Penn Treebank POS target

Line 13-17 creates a dependency graph. I am not going into outputs from these codes. You can run them and visualize output.

Sentiment Analysis

Next, I will start with the sentiment analysis code. My idea was to capture the sentiments from a long review and count the number of positive statement vs number of negative sentiments and come up with a rating. So, final target for me was to get a count of positive, neutral and negative statements.

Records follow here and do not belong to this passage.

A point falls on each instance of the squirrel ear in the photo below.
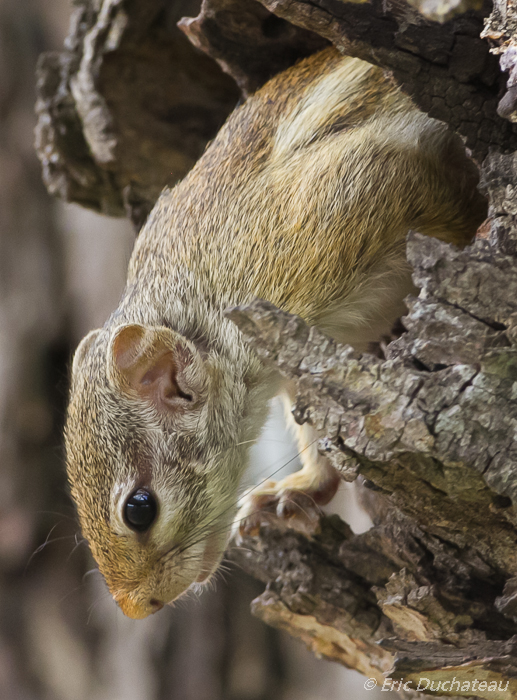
(83, 348)
(157, 364)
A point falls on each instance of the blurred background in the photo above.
(62, 269)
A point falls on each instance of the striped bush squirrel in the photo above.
(304, 198)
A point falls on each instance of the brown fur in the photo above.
(305, 199)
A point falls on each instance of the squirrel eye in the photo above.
(140, 510)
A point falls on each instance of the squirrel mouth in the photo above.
(211, 557)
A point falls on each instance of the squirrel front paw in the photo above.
(294, 501)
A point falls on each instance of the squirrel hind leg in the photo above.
(459, 208)
(295, 500)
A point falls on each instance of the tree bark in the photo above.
(431, 429)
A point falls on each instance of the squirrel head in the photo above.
(152, 459)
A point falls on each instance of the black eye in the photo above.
(140, 510)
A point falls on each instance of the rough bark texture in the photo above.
(127, 107)
(431, 590)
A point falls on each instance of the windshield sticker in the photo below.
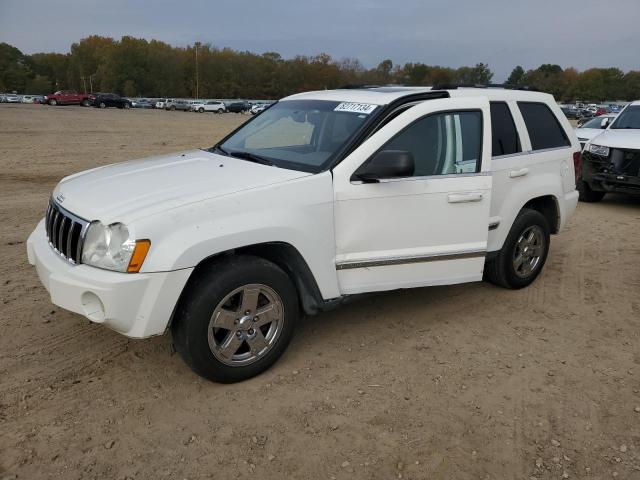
(355, 107)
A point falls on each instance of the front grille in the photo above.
(65, 232)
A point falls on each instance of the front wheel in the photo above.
(235, 319)
(587, 194)
(523, 254)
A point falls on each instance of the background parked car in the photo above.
(589, 129)
(239, 107)
(569, 111)
(141, 103)
(69, 97)
(104, 100)
(208, 106)
(162, 102)
(184, 105)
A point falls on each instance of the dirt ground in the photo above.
(459, 382)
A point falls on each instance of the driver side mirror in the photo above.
(386, 164)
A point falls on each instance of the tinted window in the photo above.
(442, 144)
(543, 126)
(504, 140)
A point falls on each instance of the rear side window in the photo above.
(505, 140)
(543, 126)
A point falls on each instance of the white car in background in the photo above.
(593, 127)
(324, 195)
(208, 106)
(258, 107)
(161, 103)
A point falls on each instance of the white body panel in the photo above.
(196, 204)
(417, 220)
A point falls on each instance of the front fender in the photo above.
(299, 213)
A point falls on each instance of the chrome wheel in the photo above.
(245, 325)
(529, 251)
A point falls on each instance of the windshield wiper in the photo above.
(218, 148)
(252, 157)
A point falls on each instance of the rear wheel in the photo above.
(523, 254)
(236, 319)
(587, 194)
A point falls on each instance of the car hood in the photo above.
(619, 138)
(126, 191)
(588, 133)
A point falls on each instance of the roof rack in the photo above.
(358, 87)
(506, 86)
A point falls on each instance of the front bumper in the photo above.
(603, 174)
(137, 305)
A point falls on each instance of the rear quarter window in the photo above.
(504, 135)
(544, 128)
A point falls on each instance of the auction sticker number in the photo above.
(355, 107)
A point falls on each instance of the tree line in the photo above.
(151, 68)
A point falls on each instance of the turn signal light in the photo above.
(139, 254)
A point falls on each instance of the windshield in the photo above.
(629, 118)
(300, 134)
(594, 123)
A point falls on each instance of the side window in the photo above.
(504, 135)
(543, 126)
(443, 143)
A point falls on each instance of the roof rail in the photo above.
(357, 86)
(506, 86)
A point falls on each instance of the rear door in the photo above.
(427, 229)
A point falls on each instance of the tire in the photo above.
(503, 269)
(587, 194)
(210, 292)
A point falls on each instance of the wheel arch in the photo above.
(548, 206)
(285, 256)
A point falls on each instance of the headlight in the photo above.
(599, 150)
(113, 247)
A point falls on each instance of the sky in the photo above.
(502, 33)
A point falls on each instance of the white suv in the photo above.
(324, 195)
(612, 158)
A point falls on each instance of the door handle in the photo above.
(464, 197)
(518, 173)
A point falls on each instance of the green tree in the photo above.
(517, 74)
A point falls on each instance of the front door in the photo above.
(427, 229)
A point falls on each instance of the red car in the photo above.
(69, 97)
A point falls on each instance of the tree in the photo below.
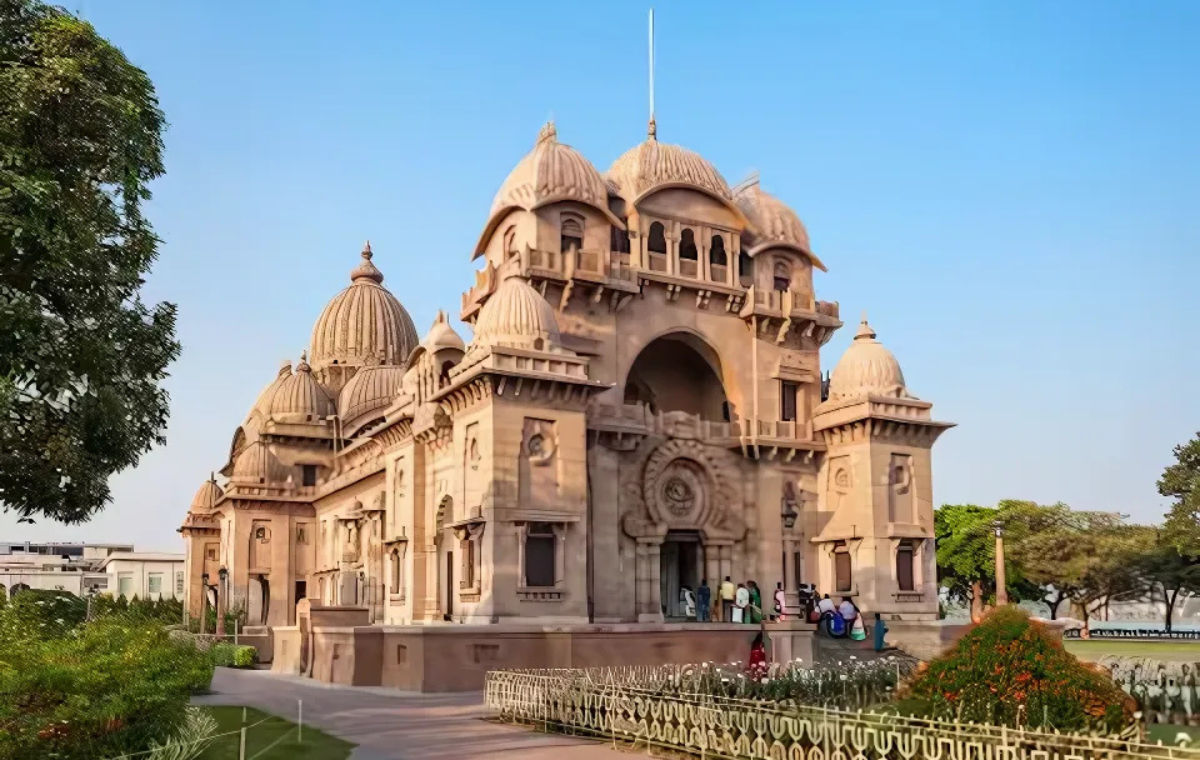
(82, 357)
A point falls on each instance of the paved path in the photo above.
(397, 725)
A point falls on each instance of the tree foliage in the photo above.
(82, 357)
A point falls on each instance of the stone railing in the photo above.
(606, 705)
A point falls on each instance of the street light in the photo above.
(223, 574)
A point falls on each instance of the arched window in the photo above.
(510, 243)
(783, 276)
(657, 241)
(745, 269)
(905, 580)
(571, 232)
(688, 246)
(717, 252)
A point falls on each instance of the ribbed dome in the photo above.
(299, 398)
(371, 389)
(257, 465)
(442, 335)
(773, 221)
(653, 165)
(867, 367)
(516, 315)
(209, 495)
(363, 321)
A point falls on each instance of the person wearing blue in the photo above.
(703, 602)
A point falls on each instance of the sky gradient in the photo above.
(1011, 190)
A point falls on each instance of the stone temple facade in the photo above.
(640, 406)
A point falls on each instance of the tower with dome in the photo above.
(640, 407)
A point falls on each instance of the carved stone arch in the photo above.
(688, 485)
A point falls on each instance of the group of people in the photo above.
(739, 603)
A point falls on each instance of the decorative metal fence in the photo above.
(606, 704)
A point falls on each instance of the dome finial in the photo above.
(366, 270)
(864, 330)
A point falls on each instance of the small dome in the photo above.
(371, 389)
(516, 315)
(209, 495)
(442, 335)
(773, 221)
(549, 173)
(300, 398)
(258, 465)
(363, 321)
(653, 165)
(867, 369)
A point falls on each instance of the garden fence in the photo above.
(609, 704)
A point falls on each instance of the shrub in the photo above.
(1009, 671)
(105, 688)
(233, 656)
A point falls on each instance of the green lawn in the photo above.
(1096, 648)
(273, 740)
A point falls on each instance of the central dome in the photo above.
(867, 369)
(365, 319)
(653, 166)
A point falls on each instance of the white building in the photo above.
(78, 568)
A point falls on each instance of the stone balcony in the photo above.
(623, 426)
(780, 311)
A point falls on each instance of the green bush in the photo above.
(233, 656)
(105, 688)
(1009, 671)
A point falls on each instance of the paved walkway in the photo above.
(397, 725)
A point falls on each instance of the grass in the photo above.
(1096, 648)
(275, 738)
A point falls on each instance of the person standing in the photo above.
(727, 593)
(741, 604)
(703, 600)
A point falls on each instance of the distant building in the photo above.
(78, 568)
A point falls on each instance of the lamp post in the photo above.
(791, 593)
(1001, 586)
(223, 574)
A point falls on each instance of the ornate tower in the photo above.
(875, 521)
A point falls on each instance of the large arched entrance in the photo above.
(678, 372)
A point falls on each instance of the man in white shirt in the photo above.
(847, 610)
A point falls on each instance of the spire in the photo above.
(864, 330)
(653, 130)
(366, 270)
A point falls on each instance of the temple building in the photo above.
(640, 406)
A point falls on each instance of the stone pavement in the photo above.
(397, 725)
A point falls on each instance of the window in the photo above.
(571, 234)
(745, 269)
(843, 575)
(540, 555)
(717, 251)
(783, 276)
(905, 580)
(787, 392)
(657, 241)
(688, 246)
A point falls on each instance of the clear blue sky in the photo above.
(1009, 189)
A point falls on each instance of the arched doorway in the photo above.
(678, 372)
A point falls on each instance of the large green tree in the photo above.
(82, 357)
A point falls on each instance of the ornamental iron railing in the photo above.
(606, 704)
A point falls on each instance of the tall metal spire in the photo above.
(653, 129)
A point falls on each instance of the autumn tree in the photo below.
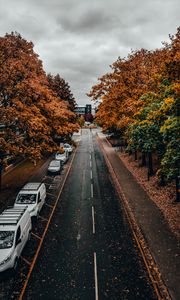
(141, 97)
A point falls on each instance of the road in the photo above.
(89, 251)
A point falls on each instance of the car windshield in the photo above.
(6, 239)
(26, 199)
(54, 164)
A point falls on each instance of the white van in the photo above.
(15, 230)
(33, 194)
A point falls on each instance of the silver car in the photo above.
(62, 156)
(55, 167)
(68, 147)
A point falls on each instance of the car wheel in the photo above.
(15, 265)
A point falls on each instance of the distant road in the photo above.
(89, 252)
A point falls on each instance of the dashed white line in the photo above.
(92, 192)
(95, 277)
(91, 174)
(93, 220)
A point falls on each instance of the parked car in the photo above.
(33, 194)
(68, 147)
(55, 167)
(15, 230)
(62, 156)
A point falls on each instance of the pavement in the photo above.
(163, 244)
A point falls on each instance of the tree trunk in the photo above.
(177, 189)
(135, 155)
(150, 165)
(143, 162)
(162, 180)
(0, 179)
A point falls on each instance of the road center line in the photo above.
(93, 220)
(95, 277)
(92, 194)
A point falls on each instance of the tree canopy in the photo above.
(31, 112)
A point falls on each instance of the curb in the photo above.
(150, 264)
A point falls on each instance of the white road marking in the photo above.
(95, 277)
(92, 192)
(93, 219)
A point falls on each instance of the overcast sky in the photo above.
(79, 39)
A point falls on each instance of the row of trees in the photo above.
(35, 108)
(140, 99)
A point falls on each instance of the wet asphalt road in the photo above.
(89, 251)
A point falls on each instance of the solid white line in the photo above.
(91, 174)
(95, 277)
(93, 220)
(92, 194)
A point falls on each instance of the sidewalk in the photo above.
(164, 246)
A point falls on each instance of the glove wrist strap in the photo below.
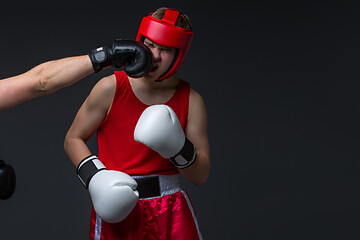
(87, 168)
(99, 58)
(186, 156)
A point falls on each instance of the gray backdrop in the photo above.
(281, 84)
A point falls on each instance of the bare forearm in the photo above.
(54, 75)
(199, 171)
(43, 79)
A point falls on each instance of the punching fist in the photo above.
(159, 128)
(7, 180)
(134, 56)
(112, 193)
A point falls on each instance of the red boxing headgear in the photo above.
(164, 32)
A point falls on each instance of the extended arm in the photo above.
(43, 79)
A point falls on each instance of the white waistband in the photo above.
(169, 184)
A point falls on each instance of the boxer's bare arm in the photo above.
(196, 132)
(43, 79)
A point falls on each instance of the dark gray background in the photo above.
(280, 80)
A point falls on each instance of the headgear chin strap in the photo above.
(164, 32)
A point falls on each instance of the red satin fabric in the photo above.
(164, 218)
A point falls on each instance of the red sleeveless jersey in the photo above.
(117, 148)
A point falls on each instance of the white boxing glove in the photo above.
(159, 128)
(113, 193)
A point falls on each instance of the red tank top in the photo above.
(117, 148)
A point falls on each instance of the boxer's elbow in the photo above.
(197, 173)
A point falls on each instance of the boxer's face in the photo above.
(162, 58)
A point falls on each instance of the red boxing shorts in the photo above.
(169, 216)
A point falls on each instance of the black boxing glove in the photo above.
(134, 56)
(7, 180)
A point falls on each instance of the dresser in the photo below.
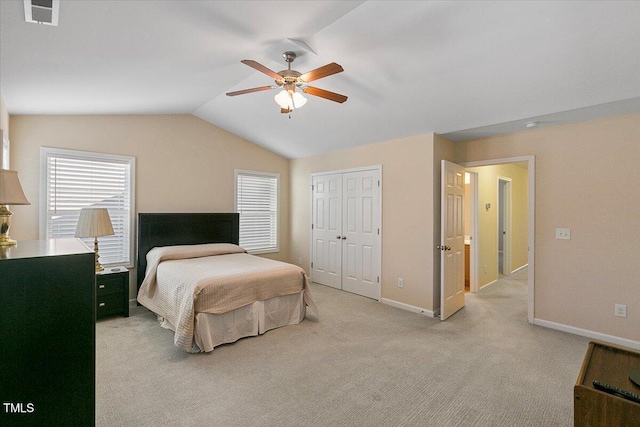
(47, 333)
(112, 292)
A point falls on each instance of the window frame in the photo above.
(46, 152)
(238, 172)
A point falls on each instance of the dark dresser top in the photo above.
(43, 248)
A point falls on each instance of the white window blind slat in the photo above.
(74, 180)
(257, 204)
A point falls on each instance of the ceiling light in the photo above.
(288, 99)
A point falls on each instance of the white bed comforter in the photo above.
(181, 281)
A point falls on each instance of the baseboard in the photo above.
(589, 334)
(519, 268)
(407, 307)
(488, 284)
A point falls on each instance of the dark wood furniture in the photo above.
(47, 333)
(112, 292)
(608, 364)
(160, 229)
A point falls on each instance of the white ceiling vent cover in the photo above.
(42, 11)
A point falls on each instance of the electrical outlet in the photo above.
(563, 233)
(620, 310)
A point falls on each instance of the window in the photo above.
(257, 204)
(71, 180)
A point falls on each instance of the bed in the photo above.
(203, 286)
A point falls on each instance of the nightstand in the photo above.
(112, 292)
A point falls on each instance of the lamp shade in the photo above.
(10, 189)
(94, 222)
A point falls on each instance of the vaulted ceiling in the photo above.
(458, 68)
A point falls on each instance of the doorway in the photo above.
(479, 269)
(504, 226)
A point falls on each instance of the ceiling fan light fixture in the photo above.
(289, 100)
(284, 100)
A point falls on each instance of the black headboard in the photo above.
(160, 229)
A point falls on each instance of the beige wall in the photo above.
(488, 219)
(4, 127)
(4, 119)
(407, 211)
(586, 180)
(183, 164)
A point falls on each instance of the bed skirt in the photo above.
(254, 319)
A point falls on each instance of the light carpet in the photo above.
(359, 363)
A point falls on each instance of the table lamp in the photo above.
(10, 194)
(94, 222)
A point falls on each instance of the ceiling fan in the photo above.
(291, 80)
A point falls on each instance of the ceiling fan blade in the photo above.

final Properties props = new Properties();
props.setProperty("annotators", "tokenize, ssplit, parse, sentiment");
CORENLP = new StanfordCoreNLP(props);

int posSentimentVal = 0, ntrSentimentValue = 0, negSentimentValue = 0;

final Annotation doc = CORENLP.process(text);
for(final CoreMap sentence : doc.get(SentencesAnnotation.class)) {
  int sentimentVal;
  String sentimentName;
  LOG.info(sentence.toString());

  final Tree tree = sentence.get(SentimentAnnotatedTree.class);
  sentimentVal = RNNCoreAnnotations.getPredictedClass(tree);
  if (sentimentVal < 2) negSentimentValue += 1;
  else if (sentimentVal > 2) posSentimentVal += 1;
  else ntrSentimentValue += 1;

  sentimentName = sentence.get(SentimentCoreAnnotations.SentimentClass.class);
  LOG.info("Sentiment: {}, value: {}", sentimentVal, sentimentName);
}

LOG.info("Positive: {}, Neutral: {}, Negative: {}", posSentimentVal, ntrSentimentValue, negSentimentValue);

In this code, we add ‘sentiment’ as an annotator for CoreNLP. We then start breaking up in individual sentences and analyzing each of them. The sentiment value is always between 1 and 5. Here 1: Extremely Negative, 2: Negative, 3: Neutral, 4: Positive and 5: Extremely Positive. For ease, I have put both normal and extreme cases in the same bucket. I tested with three different sentences. Here is the output for each.

--------------------------------
This hair oil is the best in Paris and worked great on my hair.
Sentiment: 3, value: Positive
I will definitely buy it again.
Sentiment: 3, value: Positive
Positive: 2, Neutral: 0, Negative: 0
--------------------------------
The movie sucked.
Sentiment: 1, value: Negative
One of the worst movies in my life.
Sentiment: 1, value: Negative
Positive: 0, Neutral: 0, Negative: 2
--------------------------------
This airline was great a year back.
Sentiment: 3, value: Positive
But now the service is deteriorating
Sentiment: 2, value: Neutral
Positive: 1, Neutral: 1, Negative: 0
--------------------------------

Conclusion

So, just with a few lines of code we were able to generate a sentiment analyzer for text review. It mostly worked well. There were instances where CoreNLP showed neutral where sentiments were definitely negative.

Hope you found this useful. Ciao for now!